January 20, 1999
 
 
 

                   New York Life Decides to Remain
                   A Mutual Insurer, Bucking Trend

                   By DEBORAH LOHSE
                   Staff Reporter of THE WALL STREET JOURNAL

                   NEW YORK -- New York Life Insurance Co., bucking a trend among
                   policyholder-owned "mutual" life insurance companies, has decided not to
                   become a publicly traded company.

                   New York Life, the fourth-largest life insurer in terms of assets, is
                   expected to announce Wednesday that its 16-member board voted
                   unanimously Monday to remain a mutual insurer. Sy Sternberg, New York
                   Life's chairman, said the main reason for staying put was "the fact that our
                   culture is built on mutuality," or ownership solely by policyholders, and, as
                   a result, New York Life has "an identity and a level of differentiation" from
                   other insurers.

                                     The decision stands in stark contrast to those of
                                     many other large mutual insurers, including
                                     Metropolitan Life Insurance Co., John Hancock
                                     Mutual Life Insurance Co., and Prudential
                                     Insurance Co. of America. These companies have
                                     announced plans to "demutualize," a cumbersome
                                     process of converting to ownership by outside
                                     shareholders that includes giving shares to
                                     policyholders.

                                     Some analysts had already predicted that New
                                     York Life, with $18.9 billion in revenue and $84.5
                                     billion in assets in 1997, would resist going public.
                   Robert Riegel, an analyst with Moody's Investors Service Inc., said New
                   York Life has "harped" on mutuality "being core to the company a lot more
                   than Met, Pru or Hancock." He noted, New York Life unsuccessfully
                   lobbied hard in New York's state legislature for a bill that would have
                   allowed the company to maintain many aspects of its mutuality under a
                   hybrid structure known as a mutual-holding company.

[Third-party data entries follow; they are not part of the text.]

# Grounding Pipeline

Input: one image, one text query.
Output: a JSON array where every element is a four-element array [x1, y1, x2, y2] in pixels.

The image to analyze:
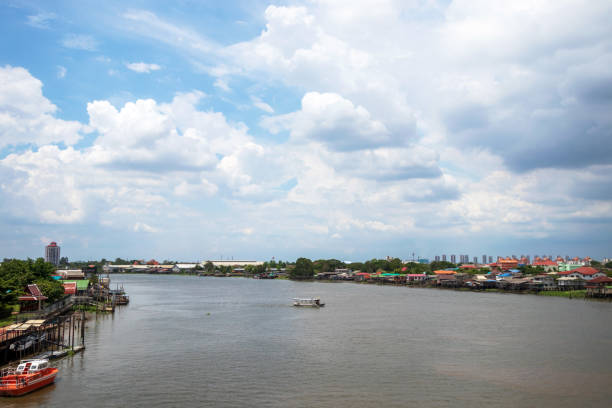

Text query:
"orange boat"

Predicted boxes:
[[0, 359, 58, 397]]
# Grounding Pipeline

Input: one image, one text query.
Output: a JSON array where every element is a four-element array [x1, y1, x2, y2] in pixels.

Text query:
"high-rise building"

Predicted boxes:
[[45, 242, 60, 266]]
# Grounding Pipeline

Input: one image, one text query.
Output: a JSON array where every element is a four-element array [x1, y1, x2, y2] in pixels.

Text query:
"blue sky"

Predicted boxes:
[[0, 0, 612, 260]]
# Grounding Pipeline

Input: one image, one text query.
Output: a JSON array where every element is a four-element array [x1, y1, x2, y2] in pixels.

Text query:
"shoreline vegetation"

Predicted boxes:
[[112, 271, 612, 301]]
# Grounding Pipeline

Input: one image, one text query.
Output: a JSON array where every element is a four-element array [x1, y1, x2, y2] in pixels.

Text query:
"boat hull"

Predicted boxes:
[[0, 368, 58, 397]]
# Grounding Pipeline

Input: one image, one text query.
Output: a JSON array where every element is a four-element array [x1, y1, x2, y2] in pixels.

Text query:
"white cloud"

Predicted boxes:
[[62, 34, 98, 51], [133, 222, 159, 233], [125, 62, 161, 74], [0, 65, 83, 147], [262, 92, 394, 151], [27, 13, 57, 29]]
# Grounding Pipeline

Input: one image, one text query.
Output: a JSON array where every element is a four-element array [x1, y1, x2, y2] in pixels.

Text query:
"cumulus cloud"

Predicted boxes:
[[125, 62, 161, 74], [0, 65, 83, 147], [262, 92, 401, 151], [27, 13, 57, 29]]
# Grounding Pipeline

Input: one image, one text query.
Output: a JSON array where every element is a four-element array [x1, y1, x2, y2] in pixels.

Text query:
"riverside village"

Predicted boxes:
[[0, 242, 612, 395]]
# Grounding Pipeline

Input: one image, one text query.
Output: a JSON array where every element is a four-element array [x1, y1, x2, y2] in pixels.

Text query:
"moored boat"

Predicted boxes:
[[0, 359, 58, 397], [293, 298, 325, 307]]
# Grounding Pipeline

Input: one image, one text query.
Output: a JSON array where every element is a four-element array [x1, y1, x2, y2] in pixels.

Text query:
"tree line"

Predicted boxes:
[[0, 258, 64, 317]]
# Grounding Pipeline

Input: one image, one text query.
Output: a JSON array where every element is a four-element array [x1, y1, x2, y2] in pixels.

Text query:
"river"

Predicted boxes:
[[5, 275, 612, 408]]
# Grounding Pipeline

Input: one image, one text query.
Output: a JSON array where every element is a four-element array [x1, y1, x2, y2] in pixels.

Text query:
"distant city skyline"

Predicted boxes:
[[0, 0, 612, 261]]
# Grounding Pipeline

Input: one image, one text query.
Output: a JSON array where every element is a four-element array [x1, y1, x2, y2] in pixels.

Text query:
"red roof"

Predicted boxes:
[[570, 266, 599, 275], [64, 282, 76, 295], [559, 266, 600, 275], [589, 276, 612, 283], [19, 283, 47, 300], [28, 283, 43, 296], [532, 260, 557, 266]]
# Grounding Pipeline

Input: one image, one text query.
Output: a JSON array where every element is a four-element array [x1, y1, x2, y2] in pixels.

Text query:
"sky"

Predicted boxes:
[[0, 0, 612, 261]]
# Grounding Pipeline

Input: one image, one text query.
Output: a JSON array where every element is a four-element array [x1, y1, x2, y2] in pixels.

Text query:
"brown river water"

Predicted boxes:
[[0, 275, 612, 408]]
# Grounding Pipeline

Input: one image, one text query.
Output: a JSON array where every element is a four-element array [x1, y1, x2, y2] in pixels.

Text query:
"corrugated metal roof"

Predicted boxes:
[[63, 279, 89, 290]]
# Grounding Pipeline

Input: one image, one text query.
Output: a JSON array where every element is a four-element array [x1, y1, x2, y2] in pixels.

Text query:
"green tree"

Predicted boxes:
[[429, 261, 457, 272], [289, 258, 314, 279], [389, 258, 403, 271], [35, 279, 64, 302], [204, 261, 215, 273]]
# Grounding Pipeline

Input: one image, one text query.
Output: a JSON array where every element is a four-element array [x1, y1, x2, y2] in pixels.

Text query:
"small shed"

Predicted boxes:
[[19, 283, 47, 312]]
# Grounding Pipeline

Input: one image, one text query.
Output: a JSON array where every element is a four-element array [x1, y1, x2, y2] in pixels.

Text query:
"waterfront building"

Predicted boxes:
[[200, 260, 264, 267], [558, 266, 606, 280], [45, 242, 60, 266]]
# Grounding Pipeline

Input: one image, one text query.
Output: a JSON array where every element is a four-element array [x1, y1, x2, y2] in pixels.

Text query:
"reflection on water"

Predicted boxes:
[[2, 275, 612, 408]]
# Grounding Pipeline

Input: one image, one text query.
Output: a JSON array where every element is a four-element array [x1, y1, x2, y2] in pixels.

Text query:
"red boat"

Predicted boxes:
[[0, 359, 58, 397]]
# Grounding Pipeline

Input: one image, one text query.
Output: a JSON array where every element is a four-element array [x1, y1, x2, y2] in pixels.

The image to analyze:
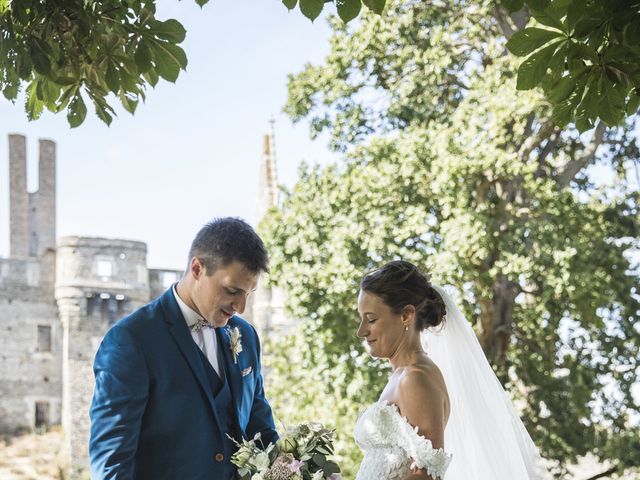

                   Some analysts speculated that New York Life may have been fearful that it
                   would become an attractive takeover target if it was publicly traded, a
                   lesser worry for larger companies, such as Prudential and Met Life.
                   Typically, companies that demutualize initially trade at a discount to their
                   book value because their return on equity lags behind more financially
                   disciplined publicly traded insurers. Thus, an ambitious larger insurer could
                   scoop up the cheap shares and squeeze out the inefficiencies to its own
                   advantage.

                   New York Life's Mr. Sternberg said takeover concerns were last on a list
                   of several reasons New York Life opted to stay mutual, although he
                   conceded control was a concern. "Needless to say we'd be a very eligible
                   candidate" for takeover if the company went public, he said. More
                   importantly, he said, as a publicly traded company, New York Life's "first
                   allegiance" would have to be "providing a decent return to shareholders,"
                   rather than maximizing dividends on whole-life policies.

                   Mr. Sternberg said New York Life has enough capital for its current goals,
                   including more than $2 billion in capital available for deals and start-up
                   operations, plus it has the ability to issue additional "surplus notes."

                   Still, the question of a demutualized New York Life may yet emerge again.
                   Mr. Sternberg said he believes the "culture of mutuality" will remain
                   important for the "next five to 10 years," although he conceded capital
                   needs could change before then.

                   He added that he will watch closely to see how the demutualization of Met
                   Life progresses. Met Life's plans, which have yet to be approved by
                   regulators, include keeping all the shares that policyholders don't sell in a
                   trust. A trustee would have limited voting powers over those shares while
                   they are in the trust, possibly providing some takeover protection.